After they had eaten, she showed him her studio by daylight. They stepped outside and began walking toward the bushes and a stand of trees that surrounded her lawn.

“Painting and computers. Which do you enjoy more?”

“Hope to make my living by painting one day. Not as an escape from computers, but to escape other peoples’ schedules and rules. I can paint anytime, anywhere, and the finished product will endure. Nothing lasts in the computer world. Hardware is obsolete as soon as you install it. Have you ever noticed the deterioration rate of computer paper? Worse than newsprint. There has to be something in life more lasting than that.”

“Your beauty will last.”

“Ha! That will disappear faster than today’s technology.” She took his hand. “Don’t get sentimental.”

He turned to face her. “I can’t imagine your beauty not existing.”

She tugged his hand. “Time to walk.” They walked in silence until Nora squeezed his hand and leaned up to kiss him on the cheek. “Let me explain something important. I grew up dirt-poor. My parents hated each other and shouldn’t have stayed together. Why they did, I’ll never know. I think marriage made them the way they were. I was lucky. One of my high school teachers worked her buns off to get me an academic scholarship, my ticket out. As much as I love my painting, I would trash it to survive financially. I’d do it without hesitation. I’ll never be poor again, will never get locked into a limiting situation.”

They followed a path through the woods and over a small rise. They looped back, crossed a road and reached a marsh. Nora knew the names of the trees and birds and even the ground animals that had left markings on the ground. Her delight in seeing and knowing them was evident.

“Nature. Another counterweight to commerce and convention,” she said.

Back inside, she served hot spiced cider.

“My own version. A cross between applejack and a Swedish spiced wine we had when I was a kid.
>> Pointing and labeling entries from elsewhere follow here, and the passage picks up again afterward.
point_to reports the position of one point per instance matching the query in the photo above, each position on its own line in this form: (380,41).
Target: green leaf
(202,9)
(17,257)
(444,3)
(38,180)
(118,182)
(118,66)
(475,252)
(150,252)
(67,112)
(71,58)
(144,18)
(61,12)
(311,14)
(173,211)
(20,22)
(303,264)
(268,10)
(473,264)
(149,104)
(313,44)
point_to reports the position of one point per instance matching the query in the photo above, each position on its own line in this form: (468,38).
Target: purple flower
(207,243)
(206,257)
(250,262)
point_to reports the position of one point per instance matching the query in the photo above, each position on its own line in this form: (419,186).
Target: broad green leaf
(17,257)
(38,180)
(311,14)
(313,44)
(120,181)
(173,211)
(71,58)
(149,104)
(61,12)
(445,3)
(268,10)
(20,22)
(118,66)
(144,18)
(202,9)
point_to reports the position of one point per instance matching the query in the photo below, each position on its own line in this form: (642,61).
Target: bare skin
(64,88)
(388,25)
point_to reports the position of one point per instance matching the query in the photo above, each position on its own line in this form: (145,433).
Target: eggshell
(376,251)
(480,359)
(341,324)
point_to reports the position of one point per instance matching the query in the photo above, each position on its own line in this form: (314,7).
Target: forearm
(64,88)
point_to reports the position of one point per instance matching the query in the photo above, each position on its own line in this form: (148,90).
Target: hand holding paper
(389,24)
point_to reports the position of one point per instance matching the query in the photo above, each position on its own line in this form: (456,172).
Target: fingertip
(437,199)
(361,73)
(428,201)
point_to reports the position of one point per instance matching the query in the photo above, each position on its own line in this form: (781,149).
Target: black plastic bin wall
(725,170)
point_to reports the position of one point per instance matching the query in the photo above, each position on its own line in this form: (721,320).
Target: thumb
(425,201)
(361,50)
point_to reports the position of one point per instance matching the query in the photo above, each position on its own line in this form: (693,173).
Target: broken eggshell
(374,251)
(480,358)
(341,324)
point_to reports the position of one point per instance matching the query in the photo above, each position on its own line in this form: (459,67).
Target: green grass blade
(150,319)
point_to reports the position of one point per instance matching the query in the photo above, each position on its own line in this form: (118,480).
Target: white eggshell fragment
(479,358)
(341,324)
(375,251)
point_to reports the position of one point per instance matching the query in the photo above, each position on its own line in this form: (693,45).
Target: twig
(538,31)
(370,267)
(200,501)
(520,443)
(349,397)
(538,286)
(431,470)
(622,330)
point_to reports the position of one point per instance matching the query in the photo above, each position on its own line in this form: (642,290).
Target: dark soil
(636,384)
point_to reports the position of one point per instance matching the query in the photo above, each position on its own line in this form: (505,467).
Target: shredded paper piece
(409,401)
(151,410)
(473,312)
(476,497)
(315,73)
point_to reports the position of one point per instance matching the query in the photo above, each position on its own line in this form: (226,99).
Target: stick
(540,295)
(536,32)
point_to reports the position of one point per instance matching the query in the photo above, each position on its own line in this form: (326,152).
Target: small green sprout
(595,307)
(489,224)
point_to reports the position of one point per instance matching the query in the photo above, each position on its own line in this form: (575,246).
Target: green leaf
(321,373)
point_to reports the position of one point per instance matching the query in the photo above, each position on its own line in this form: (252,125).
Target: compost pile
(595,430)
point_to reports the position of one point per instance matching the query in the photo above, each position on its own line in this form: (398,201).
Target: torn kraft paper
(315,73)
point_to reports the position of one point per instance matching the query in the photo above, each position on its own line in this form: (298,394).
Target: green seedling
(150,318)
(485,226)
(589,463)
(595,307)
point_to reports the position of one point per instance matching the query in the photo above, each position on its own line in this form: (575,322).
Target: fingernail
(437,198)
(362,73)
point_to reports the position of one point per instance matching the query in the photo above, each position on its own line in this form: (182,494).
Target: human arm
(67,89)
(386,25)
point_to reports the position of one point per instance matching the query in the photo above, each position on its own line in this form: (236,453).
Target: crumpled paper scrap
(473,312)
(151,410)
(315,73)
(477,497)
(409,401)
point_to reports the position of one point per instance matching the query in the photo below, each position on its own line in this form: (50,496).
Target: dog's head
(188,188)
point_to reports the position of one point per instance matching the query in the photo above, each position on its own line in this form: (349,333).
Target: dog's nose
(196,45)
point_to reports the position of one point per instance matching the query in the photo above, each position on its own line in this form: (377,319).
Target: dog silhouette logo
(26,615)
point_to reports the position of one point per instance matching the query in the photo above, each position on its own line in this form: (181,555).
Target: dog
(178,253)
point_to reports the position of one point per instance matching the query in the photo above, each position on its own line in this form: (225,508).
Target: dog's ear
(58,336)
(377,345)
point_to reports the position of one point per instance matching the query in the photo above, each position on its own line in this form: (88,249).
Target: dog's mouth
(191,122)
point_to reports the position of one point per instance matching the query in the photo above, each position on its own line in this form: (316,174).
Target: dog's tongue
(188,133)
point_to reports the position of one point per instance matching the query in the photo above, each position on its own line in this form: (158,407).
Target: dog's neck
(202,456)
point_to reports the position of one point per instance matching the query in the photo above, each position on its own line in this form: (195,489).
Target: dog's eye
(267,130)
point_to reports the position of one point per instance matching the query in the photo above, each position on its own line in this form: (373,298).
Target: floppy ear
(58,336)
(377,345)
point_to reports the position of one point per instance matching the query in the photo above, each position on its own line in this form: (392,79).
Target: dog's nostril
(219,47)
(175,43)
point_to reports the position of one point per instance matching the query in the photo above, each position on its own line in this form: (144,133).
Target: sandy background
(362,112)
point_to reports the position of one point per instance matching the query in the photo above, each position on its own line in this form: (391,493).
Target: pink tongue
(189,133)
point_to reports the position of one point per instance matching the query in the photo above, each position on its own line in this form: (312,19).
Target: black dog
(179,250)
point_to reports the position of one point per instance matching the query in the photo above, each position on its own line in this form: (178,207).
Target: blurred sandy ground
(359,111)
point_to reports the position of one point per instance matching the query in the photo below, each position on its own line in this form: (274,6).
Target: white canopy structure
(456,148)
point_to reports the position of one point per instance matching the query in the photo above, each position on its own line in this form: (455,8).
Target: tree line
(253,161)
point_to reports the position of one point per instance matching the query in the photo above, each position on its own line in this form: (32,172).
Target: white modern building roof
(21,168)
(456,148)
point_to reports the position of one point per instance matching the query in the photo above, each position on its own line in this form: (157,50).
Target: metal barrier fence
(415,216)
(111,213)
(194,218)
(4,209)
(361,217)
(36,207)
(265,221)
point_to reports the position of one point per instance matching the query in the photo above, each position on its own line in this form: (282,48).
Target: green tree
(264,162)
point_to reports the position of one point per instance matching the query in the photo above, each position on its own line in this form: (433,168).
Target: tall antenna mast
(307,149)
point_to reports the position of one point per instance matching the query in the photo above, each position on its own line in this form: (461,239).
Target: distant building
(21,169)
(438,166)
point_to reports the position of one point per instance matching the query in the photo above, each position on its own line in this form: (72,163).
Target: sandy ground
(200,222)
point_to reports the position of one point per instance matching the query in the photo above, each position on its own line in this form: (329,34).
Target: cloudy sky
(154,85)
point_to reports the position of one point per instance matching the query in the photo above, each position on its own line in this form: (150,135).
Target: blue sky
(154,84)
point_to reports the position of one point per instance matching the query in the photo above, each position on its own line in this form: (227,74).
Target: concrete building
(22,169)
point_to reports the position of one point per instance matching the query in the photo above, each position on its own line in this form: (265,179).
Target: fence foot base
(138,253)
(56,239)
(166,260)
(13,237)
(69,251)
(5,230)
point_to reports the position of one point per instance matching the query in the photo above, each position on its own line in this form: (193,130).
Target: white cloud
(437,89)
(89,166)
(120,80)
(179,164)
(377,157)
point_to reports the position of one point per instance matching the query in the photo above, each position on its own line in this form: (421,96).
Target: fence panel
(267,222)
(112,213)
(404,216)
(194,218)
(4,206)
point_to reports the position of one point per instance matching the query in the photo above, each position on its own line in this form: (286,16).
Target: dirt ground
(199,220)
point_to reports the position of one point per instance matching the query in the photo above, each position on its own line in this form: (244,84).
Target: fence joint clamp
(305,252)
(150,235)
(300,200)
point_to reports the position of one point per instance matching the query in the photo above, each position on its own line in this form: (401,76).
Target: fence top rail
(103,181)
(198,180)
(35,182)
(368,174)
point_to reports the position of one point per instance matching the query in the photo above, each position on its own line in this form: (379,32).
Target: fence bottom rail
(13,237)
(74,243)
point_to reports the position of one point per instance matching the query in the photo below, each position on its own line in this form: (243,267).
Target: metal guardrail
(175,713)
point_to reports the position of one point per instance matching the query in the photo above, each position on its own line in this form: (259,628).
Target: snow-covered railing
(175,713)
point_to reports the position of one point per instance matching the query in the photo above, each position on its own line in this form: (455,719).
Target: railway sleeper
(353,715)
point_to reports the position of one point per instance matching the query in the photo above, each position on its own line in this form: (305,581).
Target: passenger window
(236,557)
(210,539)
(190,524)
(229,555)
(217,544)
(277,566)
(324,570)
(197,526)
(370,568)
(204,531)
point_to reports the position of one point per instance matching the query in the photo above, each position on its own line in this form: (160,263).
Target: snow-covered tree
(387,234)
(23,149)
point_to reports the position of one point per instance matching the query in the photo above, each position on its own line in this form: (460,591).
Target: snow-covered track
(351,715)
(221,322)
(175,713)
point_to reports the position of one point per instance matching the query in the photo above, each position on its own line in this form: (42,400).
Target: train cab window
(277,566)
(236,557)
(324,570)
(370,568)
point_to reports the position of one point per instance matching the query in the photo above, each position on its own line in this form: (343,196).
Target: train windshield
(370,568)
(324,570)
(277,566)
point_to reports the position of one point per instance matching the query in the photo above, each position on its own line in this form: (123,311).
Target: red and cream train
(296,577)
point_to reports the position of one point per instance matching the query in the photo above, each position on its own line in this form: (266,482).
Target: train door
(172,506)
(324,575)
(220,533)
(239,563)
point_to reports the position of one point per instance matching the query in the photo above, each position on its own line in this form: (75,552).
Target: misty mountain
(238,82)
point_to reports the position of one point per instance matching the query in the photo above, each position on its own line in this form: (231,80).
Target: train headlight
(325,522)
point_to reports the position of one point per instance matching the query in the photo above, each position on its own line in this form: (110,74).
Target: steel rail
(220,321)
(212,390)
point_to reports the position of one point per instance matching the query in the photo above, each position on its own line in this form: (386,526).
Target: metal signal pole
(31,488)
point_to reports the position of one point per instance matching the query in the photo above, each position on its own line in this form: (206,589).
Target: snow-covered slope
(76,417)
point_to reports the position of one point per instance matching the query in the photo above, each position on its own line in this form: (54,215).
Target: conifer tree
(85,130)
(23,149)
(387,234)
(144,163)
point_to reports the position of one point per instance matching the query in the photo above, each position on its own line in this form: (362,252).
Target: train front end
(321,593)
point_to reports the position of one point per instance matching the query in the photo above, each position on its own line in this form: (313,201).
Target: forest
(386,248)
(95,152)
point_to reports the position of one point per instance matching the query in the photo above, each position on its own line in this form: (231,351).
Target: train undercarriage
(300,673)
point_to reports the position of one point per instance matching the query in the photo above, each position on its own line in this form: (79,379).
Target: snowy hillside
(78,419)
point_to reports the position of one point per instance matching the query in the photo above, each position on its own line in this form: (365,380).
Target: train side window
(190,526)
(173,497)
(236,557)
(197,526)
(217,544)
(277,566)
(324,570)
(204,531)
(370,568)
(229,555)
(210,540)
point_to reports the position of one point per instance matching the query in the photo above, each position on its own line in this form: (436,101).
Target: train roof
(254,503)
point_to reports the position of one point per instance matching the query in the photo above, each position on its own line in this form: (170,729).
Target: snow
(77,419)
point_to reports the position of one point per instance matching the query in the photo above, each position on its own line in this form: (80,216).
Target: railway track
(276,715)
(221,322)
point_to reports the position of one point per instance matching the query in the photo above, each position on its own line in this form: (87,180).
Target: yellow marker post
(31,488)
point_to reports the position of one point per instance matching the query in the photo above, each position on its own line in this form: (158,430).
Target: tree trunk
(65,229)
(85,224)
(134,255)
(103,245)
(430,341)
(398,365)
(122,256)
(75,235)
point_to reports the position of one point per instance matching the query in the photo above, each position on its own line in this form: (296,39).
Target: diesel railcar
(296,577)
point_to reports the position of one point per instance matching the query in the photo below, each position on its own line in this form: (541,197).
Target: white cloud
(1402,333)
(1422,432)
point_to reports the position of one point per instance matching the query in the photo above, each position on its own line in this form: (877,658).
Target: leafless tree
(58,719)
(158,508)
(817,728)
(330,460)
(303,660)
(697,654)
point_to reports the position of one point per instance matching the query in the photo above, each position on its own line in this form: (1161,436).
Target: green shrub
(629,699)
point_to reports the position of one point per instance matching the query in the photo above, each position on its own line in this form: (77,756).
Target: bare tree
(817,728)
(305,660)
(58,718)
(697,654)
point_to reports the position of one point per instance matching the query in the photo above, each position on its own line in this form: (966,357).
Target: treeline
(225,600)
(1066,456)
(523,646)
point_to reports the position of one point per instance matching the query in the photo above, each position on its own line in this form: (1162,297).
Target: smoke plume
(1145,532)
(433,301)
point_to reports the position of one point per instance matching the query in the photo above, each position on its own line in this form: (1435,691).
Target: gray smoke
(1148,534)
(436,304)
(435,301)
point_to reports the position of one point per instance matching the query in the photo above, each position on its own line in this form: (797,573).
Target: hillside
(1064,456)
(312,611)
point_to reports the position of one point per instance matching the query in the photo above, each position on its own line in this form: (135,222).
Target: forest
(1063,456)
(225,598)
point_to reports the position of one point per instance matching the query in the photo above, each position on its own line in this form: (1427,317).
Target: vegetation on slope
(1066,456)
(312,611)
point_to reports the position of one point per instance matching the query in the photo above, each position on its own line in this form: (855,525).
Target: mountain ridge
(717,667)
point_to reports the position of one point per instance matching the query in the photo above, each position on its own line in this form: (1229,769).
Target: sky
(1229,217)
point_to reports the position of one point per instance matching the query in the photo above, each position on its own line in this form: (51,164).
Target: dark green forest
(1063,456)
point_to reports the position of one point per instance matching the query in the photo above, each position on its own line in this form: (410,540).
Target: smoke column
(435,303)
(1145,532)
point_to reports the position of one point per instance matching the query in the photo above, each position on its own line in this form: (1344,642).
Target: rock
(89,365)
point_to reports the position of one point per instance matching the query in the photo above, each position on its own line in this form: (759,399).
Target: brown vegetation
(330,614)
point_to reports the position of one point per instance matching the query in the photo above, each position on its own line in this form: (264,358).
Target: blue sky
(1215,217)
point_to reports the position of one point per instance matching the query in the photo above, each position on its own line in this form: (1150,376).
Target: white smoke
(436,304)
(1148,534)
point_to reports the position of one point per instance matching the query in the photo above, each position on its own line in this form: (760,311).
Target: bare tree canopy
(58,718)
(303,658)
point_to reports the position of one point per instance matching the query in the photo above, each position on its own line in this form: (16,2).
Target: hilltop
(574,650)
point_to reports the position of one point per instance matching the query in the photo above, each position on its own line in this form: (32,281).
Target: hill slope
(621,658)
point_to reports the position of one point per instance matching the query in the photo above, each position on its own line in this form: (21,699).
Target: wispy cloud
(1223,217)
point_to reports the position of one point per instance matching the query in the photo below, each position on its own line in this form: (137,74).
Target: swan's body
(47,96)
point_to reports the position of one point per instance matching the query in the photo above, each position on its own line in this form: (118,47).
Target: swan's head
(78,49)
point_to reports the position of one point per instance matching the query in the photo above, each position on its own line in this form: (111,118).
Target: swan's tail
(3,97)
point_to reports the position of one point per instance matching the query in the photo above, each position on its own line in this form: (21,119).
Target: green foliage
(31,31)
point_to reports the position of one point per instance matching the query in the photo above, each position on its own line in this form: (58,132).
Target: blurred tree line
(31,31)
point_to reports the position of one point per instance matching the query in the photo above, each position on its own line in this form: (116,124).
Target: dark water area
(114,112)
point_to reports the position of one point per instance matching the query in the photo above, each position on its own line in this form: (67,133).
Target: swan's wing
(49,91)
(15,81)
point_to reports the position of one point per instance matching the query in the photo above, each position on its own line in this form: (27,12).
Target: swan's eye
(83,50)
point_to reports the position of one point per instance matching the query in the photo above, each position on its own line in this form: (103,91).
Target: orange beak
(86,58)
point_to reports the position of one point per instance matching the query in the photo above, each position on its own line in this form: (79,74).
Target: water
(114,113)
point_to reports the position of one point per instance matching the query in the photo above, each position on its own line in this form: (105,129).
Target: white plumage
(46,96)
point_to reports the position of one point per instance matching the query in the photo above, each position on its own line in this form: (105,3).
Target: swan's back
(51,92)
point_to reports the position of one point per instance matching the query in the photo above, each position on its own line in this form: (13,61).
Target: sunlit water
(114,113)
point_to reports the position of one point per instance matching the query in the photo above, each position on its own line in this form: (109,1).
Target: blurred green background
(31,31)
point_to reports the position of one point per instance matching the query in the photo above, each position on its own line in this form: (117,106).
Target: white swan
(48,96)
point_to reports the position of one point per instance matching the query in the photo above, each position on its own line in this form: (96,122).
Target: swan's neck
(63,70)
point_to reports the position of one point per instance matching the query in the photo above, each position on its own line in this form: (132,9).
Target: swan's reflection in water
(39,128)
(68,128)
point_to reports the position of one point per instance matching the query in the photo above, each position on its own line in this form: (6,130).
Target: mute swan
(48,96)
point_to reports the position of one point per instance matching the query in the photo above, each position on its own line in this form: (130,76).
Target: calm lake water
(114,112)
Like it?”

“It’s delicious.”

“One product disclaimer: There’s a touch of demon rum in this grog. For character. And stimulation.”

“Unnecessary. I know you’re naked under that dress.”

They made love for the last time on a thick sheepskin spread before a low fire in the den. Afterwards, he sat up and looked at her. She moved her legs so that he could see her better, and cupped her breasts with her hands.

“I love your body. Your beauty will never fade. It would be too great a loss.”

Nora put a finger to his lips and shook her head. A clock on an end table glowed red. David might be up by now.

“What’s wrong? You tensed,” she said.

“I need to go.”

“Mmmmmm. Wish you didn’t.”

“I want to sleep and see you as soon as I open my eyes.”

“Me too.”

He kissed her eyes, her hair, her lips, her breasts. Only the thought of David kept him from staying.

He dressed and returned to the Interceptor. The water was smooth except in a few spots where the breeze ruffled it. While he crossed the lake at low throttle, an old refrain came to him again and again. It was from childhood when someone tried an April Fool’s joke a day late: April Fool is past, and you’re the biggest fool at last!